Creating a Dionaea incident means that the decoded file and associated information gets passed to the configured incident handlers. In my case, this causes Dionaea to submit the binary file to my repository, and to log the information to the SURFids database.
Line 82 causes Dionaea to return a successful MySQL status to the MySQL client/attacker.
The block of code between lines 89 – 107 simply handles the SELECT VERSION() command. I implemented this after some trial-and-error experimentation. I kept checking to see how Dionaea‘s response differed from that of a real MySQL server, and worked on it until Dionaea‘s response was good enough to convince the attacks to continue.
Lines 108 – 139 get interesting. This block of code implements a command that the attack was running. These lines look for the SELECT XPDL3() command.which the attack was using to call an exported function in the DLL file that it had just sent in a hex encoded string (which we decoded and saved above).
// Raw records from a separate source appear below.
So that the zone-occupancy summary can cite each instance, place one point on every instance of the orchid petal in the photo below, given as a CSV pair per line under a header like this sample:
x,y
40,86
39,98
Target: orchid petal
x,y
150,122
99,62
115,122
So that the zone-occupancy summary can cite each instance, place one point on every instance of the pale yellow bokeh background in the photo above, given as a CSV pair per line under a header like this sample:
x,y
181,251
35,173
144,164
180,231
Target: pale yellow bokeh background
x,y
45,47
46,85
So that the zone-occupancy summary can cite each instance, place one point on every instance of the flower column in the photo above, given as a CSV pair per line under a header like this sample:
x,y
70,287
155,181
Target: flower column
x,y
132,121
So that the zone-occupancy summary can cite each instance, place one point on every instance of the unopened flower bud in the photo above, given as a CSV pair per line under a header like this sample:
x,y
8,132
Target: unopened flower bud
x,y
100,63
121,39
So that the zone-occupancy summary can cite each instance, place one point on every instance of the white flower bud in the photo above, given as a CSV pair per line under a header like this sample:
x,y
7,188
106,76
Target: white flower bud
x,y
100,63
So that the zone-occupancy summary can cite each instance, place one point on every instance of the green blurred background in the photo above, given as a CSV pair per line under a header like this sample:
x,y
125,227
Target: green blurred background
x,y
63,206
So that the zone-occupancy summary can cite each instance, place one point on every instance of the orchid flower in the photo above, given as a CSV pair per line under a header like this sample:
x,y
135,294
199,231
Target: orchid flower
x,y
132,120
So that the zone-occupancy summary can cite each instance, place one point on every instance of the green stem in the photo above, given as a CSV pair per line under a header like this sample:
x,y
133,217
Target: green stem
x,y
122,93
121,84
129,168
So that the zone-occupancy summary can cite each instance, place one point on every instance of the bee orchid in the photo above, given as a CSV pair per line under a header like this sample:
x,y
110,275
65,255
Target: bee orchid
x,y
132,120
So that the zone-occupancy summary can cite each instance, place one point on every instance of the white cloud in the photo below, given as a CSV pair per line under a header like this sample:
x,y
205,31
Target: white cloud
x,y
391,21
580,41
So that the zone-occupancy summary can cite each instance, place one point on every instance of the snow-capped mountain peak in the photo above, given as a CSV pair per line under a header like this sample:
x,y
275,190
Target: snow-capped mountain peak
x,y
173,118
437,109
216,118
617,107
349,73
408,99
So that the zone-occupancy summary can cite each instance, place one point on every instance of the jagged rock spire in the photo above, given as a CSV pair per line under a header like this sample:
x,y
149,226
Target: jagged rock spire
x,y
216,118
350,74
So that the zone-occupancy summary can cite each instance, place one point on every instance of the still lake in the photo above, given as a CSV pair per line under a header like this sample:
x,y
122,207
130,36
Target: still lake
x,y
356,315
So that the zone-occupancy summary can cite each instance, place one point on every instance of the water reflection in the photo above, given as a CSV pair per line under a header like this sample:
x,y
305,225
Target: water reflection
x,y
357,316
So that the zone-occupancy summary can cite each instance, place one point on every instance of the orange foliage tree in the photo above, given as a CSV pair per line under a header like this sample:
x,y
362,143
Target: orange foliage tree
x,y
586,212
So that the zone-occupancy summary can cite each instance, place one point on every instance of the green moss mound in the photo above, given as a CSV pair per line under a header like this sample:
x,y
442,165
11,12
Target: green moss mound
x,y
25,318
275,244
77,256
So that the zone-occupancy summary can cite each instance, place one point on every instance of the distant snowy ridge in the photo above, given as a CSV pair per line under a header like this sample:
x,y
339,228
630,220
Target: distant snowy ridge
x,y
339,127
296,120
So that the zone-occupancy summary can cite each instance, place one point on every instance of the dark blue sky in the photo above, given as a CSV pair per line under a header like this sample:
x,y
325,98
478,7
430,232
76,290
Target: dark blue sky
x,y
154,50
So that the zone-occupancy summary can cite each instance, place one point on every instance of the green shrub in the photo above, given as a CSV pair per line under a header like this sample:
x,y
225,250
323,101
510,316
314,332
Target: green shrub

This block of code looks for the string ‘http: or ‘https:, extracts the URL from between the quotes, and creates a Dionaea download offer incident. A download offer incident causes Dionaea to download the file from the given URL before passing it to the incident handlers.
So there you have it. These Dionaea changes allow you to use Dionaea to capture the different files downloaded using the cna12.dll file that the attacks use. You can then extract connection and download information about MySQL attacks that contain a hex encoded PE file by issuing the following query against Dionaea‘s logsql.sqlite database.
select connections.*,downloads.download_url,downloads.download_md5_hash from downloads, (select connection from downloads where download_url like 'hex://%') as c join connections on connections.connection = downloads.connection and connections.local_port = 3306 where downloads.connection = c.connection;
That query will return connection and download information about any MySQL connection which contained at least one download URL starting with hex:// which, given that the only Dionaea code which uses such URLs is the code that my Dionaea patch added, will match any MySQL connections issuing a MySQL command containing the string 0x4d5a — that is, a hex encoded Windows PE file.